Album Review: Vitalic - Rave Age

12 November 2012 | 10:03 am | Christopher H James

Some will find it frustrating, but Rave Age could spark a dialogue between dance music’s supposed illuminati and the hitherto irredeemable EDM urchins.

While most of the lauded techno-crats and other “real” dance music fans have fled screaming from the EDM tsunami, sobbing at the perceived heart of what was dance culture being ripped from its once healthy young chest, one acclaimed producer who has charged towards it arms aloft (and possibly legs akimbo) is Frenchman Pascal “Vitalic” Arbez. One possible response might be to mount the barricades with those angry placards, raise the flaming pitchforks and scream “SELL OUT”. The other could be to reassess this much-dismissed genre, especially given the influence early Vitalic records may have had on EDM's mid-range compressing, violatingly loud sound dynamics.

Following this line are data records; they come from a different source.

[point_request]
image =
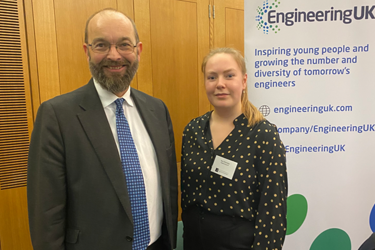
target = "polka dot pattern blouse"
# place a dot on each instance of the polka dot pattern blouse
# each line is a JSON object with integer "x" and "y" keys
{"x": 258, "y": 189}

It's been a decade since Vitalic made his breakthrough with the Poney EP, launching his signature “undulating synthesisers getting chainsawed” sound. Familiar abrasive sound tactics are deployed again here; this time with EDM's unexpected breakdowns and violent pitch shifts. The final results vary from exhilarating to uncomfortably bad – often during the same song. Poorly judged cyber-punk vocals get the better of the bristling riffs in Rave Kids and Stamina, whilst supercharged bass lines, such as those underpinning Next I'm Ready and No More Sleep, are spoilt by gimmicky elements that are, well, a bit silly, to be 100 per cent honest. The good news though is that with this ADD-friendly format, any individual part that you don't like will soon be dumped and forgotten as the track moves elsewhere.

Some will find it frustrating, but Rave Age could spark a dialogue between dance music's supposed illuminati and the hitherto irredeemable EDM urchins.